President Robert Mugabe of the Republic of Zimbabwe has urged Africans to stand up to the Western imperialist states. Mugabe has taken a principled stand against western interference in the internal affairs of the continent., a photo by Pan-African News Wire File Photos on Flickr.
Let's stand up to West
Tuesday, 31 January 2012 00:00
From Munyaradzi Huni in ADDIS ABABA, Ethiopia
Zimbabwe Herald
PRESIDENT Mugabe has warned that recolonisation of Africa might take place if leaders fail to handle issues as the continent's founding fathers used to do.
He said the AU should not rush to recognise Libya's National Transitional Council, but look at exactly what happened in that country leading to the callous murder of Colonel Muammar Gadaffi.

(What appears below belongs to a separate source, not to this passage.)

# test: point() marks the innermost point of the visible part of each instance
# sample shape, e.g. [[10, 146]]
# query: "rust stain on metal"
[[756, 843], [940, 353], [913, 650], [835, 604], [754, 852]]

The President said America and Europe have ran out of resources and "they will come to Africa" as the continent continues to discover more resources.
Speaking during the session on Peace and Security here yesterday, President Mugabe said Africa should have said "No, No" to the bombing of Libya by NATO.
Zimbabwe is a member of the AU Peace and Security Commission.
"We fought imperialism and colonialism and forced them out of Africa . . . Our founding fathers did not have the means, but they stood up and said ‘no' but here we are absolutely silent.
"We should have said no, no to NATO," said the President adding that due to the silence, "Gadaffi was killed in broad daylight, his children hunted like animals and then we rush to recognise the NTC."
He said it was not the mandate of the Peace and Security Commission to recognise the NTC and the summit "should look at what happened and we should be deciding whether to recognise the NTC or not."
"Well, well that was Libya. Who will be next?" asked the President.
He said NATO had now discovered that "we are toothless bulldogs" and "they can come in and out" of the continent without anyone challenging them.
"This is not what our founding fathers would have thought would happen. We don't certainly represent them properly if we take that stance. So I am saying let's look at ourselves Mr Chairman, look at ourselves and look at Europe.
"I saw a picture yesterday of Gadaffi shaking hands with Sarkozy in France after they invited him there, but those hands that Gadaffi was shaking were the hands that were going to kill him a few months later.
"How far then do we go in associating with such people?
"They have an economic crisis in Europe, they have exhausted their resources.
"Africa still has plenty of them. We are discovering more oil, more minerals, gold more diamonds. We still have our natural resources, natural gas, so another recolonisation might take place. Let us take care, all of us. It has not just happened to Gadaffi.
"America will need more oil, Europe needs more oil," he said, adding that soon after killing Gadaffi, America and Europe rushed to apportion themselves oil.
The President said he was there when the Organisation of African Unity was formed in 1963 in Ethiopia and he went on to attend its next meeting in 1964 in Cairo, Egypt, before he was arrested by the Rhodesian regime.
"You redeemed me (freeing him from jail), you redeemed Mandela and many more and we thank you because you are the successors of the founding fathers who actually did it.
"If they did it, you did it but this time there are things you are not doing which they would have done. Let us be like them," he said to thunderous applause from the delegates.
South African President Jacob Zuma was chairing the session and soon after the President's speech, a clearly livid and incoherent NTC representative took to the floor but some delegates were already walking out.